Z najnowszych danych ogłoszonych przez „The Chronicle of Higher Education" wynika, że statystyczny rektor zarobił w 2009 roku 386 tys. dolarów (1,285 mln zł), czyli o 2,2 proc. więcej niż rok wcześniej. Dla porównania przeciętny profesor – pod uwagę wzięto pół tysiąca prywatnych uczelni, których budżet wynosi co najmniej 50 mln dolarów rocznie – zarabiał dwa lata temu 118 tys. dolarów (393 tys. zł).
I chociaż kiepski stan gospodarki nie pozwolił na wysokie podwyżki, to grono rektorów, którzy w zeznaniu podatkowym wykazali dochody przekraczające milion dolarów, powiększyło się o sześć osób.
W czołówce najlepiej zarabiających był w 2009 roku William Brody z Johns Hopkins University - zarobił aż 3,82 mln dolarów (12,72 mln zł). Donald DeRosa z kalifornijskiego University of the Pacific otrzymał 2,36 mln dolarów (7,86 mln zł), a Henry Bienen z Northwestern University 2,24 mln dolarów (7,46 mln zł).
Informację o jeszcze wyższych dochodach – 4,91 mln dolarów – odnaleziono w zeznaniu podatkowym złożonym za zmarłego w kwietniu 2009 roku Constantine'a Papadakisa z filadelfijskiego Drexel University, ale w tym wypadku większość pieniędzy pochodziła z ubezpieczenia na życie wypłaconego jego żonie.
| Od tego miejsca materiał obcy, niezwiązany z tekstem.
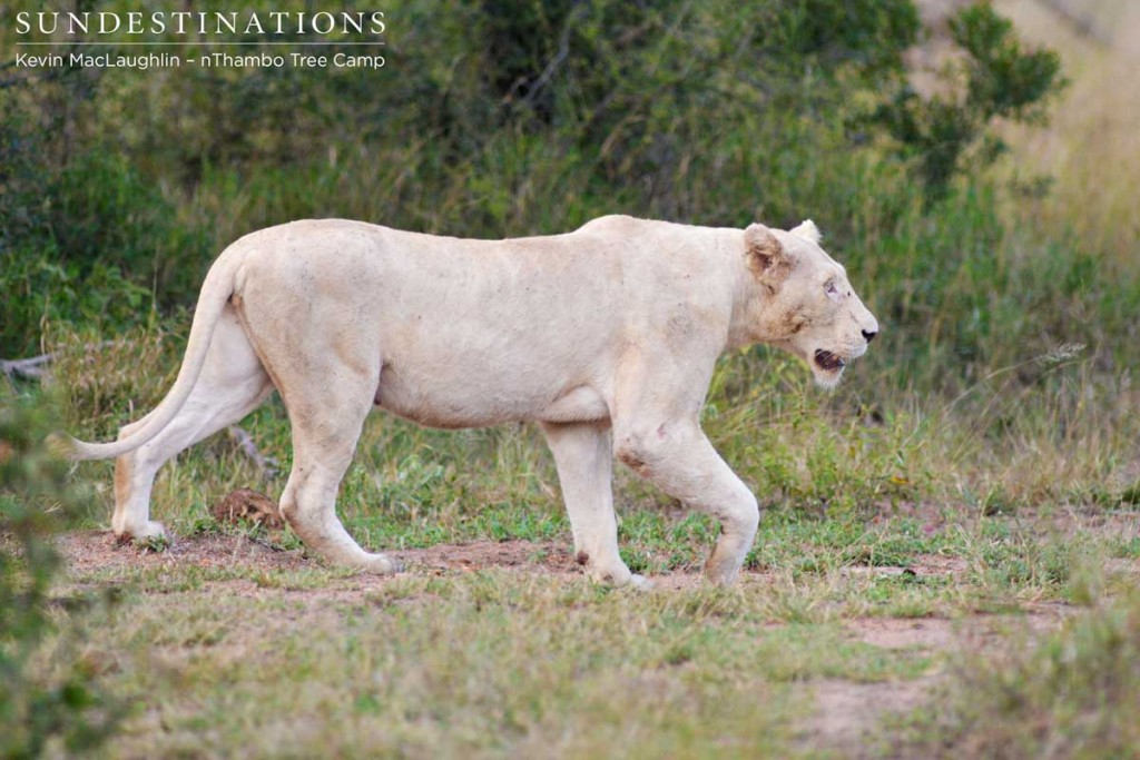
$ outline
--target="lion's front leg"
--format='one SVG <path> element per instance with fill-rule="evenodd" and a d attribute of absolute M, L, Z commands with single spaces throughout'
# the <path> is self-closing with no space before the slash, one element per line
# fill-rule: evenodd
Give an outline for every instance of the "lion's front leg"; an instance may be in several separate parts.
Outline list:
<path fill-rule="evenodd" d="M 720 521 L 720 538 L 705 563 L 710 581 L 736 580 L 756 538 L 756 497 L 736 477 L 695 420 L 648 416 L 616 426 L 618 458 L 669 496 Z"/>
<path fill-rule="evenodd" d="M 618 555 L 613 515 L 613 444 L 608 422 L 543 425 L 570 515 L 575 557 L 603 583 L 643 586 Z"/>

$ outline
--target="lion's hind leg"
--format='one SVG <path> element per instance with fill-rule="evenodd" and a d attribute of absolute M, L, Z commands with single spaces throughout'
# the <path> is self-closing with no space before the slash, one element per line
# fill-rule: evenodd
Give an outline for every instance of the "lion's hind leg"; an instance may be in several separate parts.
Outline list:
<path fill-rule="evenodd" d="M 150 520 L 150 490 L 158 468 L 256 409 L 272 387 L 237 318 L 227 309 L 181 411 L 153 440 L 115 460 L 115 512 L 111 518 L 115 536 L 137 540 L 164 536 L 163 525 Z M 120 440 L 129 438 L 148 417 L 123 427 Z"/>
<path fill-rule="evenodd" d="M 280 507 L 293 531 L 319 556 L 386 574 L 397 572 L 399 564 L 360 548 L 336 516 L 336 492 L 352 461 L 372 399 L 373 394 L 352 398 L 341 391 L 292 402 L 285 399 L 293 423 L 293 471 Z"/>

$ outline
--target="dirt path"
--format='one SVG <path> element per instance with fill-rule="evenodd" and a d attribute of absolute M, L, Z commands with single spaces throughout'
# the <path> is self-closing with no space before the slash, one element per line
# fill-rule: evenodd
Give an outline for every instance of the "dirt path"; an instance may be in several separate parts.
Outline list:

Najlepiej zarabiającym w grupie uczelni należących do prestiżowej Ivy League był rektor Yale. Richard Levin zarobił 1,63 mln dolarów, o 6,4 proc. więcej niż w 2008 roku. Czterem z ośmiu rektorów uczelni z Ivy League w 2009 roku obniżono pensje. Lee Bollinger z nowojorskiego Columbia University zarobił 1,53 mln dolarów, o 13 proc. mniej niż rok wcześniej.